A thought came into my mind as I was writing this, what if I didn't dirt the tank, added smaller gravel (still with some bigger accenting stones for asthetics, and heavier stones along the anacharis), but then add a bunch of Malaysian trumpet snails to clean up the waste? Would that work? I heard that loaches eat snails, but I think they meant pond snails and ramhorns that do not have a flap to cover the shell opening. But even then, I think the snails would be able to reproduce fast enough from being wiped out. Don't you think?


----------



## Michael (Jul 20, 2010)

"Walstad" is the only one of these terms that has a real definition, because of Diana's book. The rest (El Natural, low-tech, natural planted tank) have much looser meanings and are often used interchangeably.

Large gravel (pea-sized and up) actually requires more vacuuming because the larger spaces allow even more debris to settle into the gravel, rather than staying on top where the filter (or simple siphoning) will remove them. A thin layer of fine gravel or sand would not need to be vacuumed very often if at all. Malayan trumpet snails help to keep the substrate aerated, but can't cope with large amounts of waste.

If you want to use a soil substrate, I suggest layering it as in a typical Walstad tank, then planting with large tough-leaved plants with very strong root systems (swords, crinums, some water lilies, large cryptocorynes). Start out with very young, small fish and hope the plant root systems can grow them. This approach could also work with an all-gravel substrate and liberal use of root tabs.


----------



## dwalstad (Apr 14, 2006)

Michael said:


> Having the emersed plants in the riparium will help tremendously with water quality. And the anubias and Java fern will have plenty of nutrients from the water column and should do fine if you decide to omit the soil


I agree with Michael. The riparium will do the heavy lifting for taking up nitrogen, but ferns and anubias would be nice for this tank. I had one very pretty tank with just lava rocks and attached_ H. bolbitus_. There are so many beautiful plants that don't require a soil substrate.

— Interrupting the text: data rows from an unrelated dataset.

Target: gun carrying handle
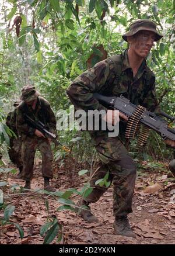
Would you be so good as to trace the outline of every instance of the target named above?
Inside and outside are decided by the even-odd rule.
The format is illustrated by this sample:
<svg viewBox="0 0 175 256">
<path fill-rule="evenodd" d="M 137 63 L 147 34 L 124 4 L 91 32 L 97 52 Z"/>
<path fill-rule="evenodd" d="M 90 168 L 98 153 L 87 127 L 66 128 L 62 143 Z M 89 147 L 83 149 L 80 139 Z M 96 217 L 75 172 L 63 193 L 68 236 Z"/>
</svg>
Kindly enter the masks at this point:
<svg viewBox="0 0 175 256">
<path fill-rule="evenodd" d="M 160 114 L 161 115 L 161 116 L 164 116 L 164 117 L 166 117 L 168 119 L 170 119 L 171 122 L 174 122 L 175 120 L 174 116 L 171 116 L 167 114 L 166 113 L 164 112 L 163 111 L 160 111 Z"/>
</svg>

One advanced hobbyist I know didn't want to mess with a soil substrate for his 75 gal. He used sheets of plastic mesh, the type used for needle point available at craft stores. He attached the ferns to the mesh, laid horizontally and raised slightly above the bottom glass. The plants eventually covered the bottom of the tank. He also had floating plants- Water Sprite. This tank did so well that he had Corys spawning in the tank, mainly in the rhizomes/plastic mesh substrate.

If you use Hang-on-the-Back filters, don't let the water level get too low such that there's a lot of splashing from the "waterfall." Too much splashing/aeration removes CO2 from the system.


----------



## hoppycalif (Apr 7, 2005)

A Walstad tank will have a natural soil substrate, and it will be maintained as she outlines in her book. That method works well because all of the method works together. When you make changes in her method you can't expect to get her results, unless you totally understand every aspect of it, and know your changes are compatible.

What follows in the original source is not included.